Pourtant, l’équipe a quelques ajustements à faire. Le laser qu’ils ont utilisé actuellement n’est pas aussi stable qu’ils l’auraient espéré, a déclaré Vuletić, de sorte que l’horloge n’est « pas tout à fait au niveau de performance des meilleures horloges qui n’utilisent pas l’intrication ». Cependant, avec des ajustements au laser, l’utilisation d’atomes intriqués a le potentiel de rendre les horloges optiques beaucoup plus précises.

À l’avenir, l’équipe veut également montrer qu’en utilisant plus d’une horloge atomique, « vous pouvez rendre encore meilleur cet avantage que vous avez obtenu de l’intrication quantique », a déclaré Vuletić. Finalement, vous pourriez avoir plusieurs horloges sur de longues distances qui utilisent l’intrication et indiquent une heure encore plus précise, a-t-il ajouté.

Des horloges extrêmement précises peuvent éventuellement avoir des applications au-delà de la lecture de l’heure. « Le temps dépend de la gravité», A déclaré Vuletić, se référant à l’idée qu’en raison de relativité, les objets massifs (qui ont une force gravitationnelle plus élevée) déforment l’espace-temps, ralentissant le temps.
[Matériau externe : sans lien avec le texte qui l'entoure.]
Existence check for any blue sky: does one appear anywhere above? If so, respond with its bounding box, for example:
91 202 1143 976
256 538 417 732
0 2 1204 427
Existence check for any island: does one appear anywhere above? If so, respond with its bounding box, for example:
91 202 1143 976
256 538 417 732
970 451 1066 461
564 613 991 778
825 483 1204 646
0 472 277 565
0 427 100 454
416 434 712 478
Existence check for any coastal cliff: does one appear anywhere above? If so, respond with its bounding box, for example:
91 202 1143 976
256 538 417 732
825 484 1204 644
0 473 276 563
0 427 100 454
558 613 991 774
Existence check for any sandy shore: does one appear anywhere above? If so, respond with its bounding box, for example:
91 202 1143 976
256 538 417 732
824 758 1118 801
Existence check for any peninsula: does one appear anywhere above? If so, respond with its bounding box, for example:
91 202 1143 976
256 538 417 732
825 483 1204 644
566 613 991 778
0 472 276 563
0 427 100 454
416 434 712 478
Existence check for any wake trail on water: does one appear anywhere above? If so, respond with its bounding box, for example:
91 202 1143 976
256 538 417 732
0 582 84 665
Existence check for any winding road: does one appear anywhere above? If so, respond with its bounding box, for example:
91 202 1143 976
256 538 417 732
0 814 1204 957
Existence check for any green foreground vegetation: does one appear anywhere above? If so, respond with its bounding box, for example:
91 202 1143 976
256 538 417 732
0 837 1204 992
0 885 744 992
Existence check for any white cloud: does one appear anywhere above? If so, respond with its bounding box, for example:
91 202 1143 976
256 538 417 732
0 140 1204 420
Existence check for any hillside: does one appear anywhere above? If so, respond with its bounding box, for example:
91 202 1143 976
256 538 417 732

Donc, si vous avez deux horloges et que vous soulevez l’une d’elles d’un pied (0,3 mètre) plus haut, « à ces deux hauteurs, le temps passe différemment ». Au fur et à mesure que ces horloges deviennent plus précises, elles pourraient être utilisées pour détecter comment le temps change, détectant ainsi des effets gravitationnels subtils dans l’univers, tels que des ondulations dans l’espace-temps appelées ondes gravitationnelles. Parce que la matière noire exerce également une attraction gravitationnelle, des changements infimes dans le temps écoulé pourraient révéler la nature de la matière noire qui nous entoure, a-t-il déclaré.

Il y a même des spéculations selon lesquelles les soi-disant constantes absolues dans le monde de la physique, telles que la vitesse de la lumière ou la charge des électrons, peuvent changer à mesure que l’univers se développe. Et parce que ces constantes définissent les lois de la physique qui régissent les niveaux d’énergie dans un atome, elles peuvent également changer la mesure du temps, a-t-il déclaré. Il est donc possible que «l’essence même du temps change à mesure que l’univers se développe».

Les résultats ont été publiés le 16 décembre dans la revue La nature.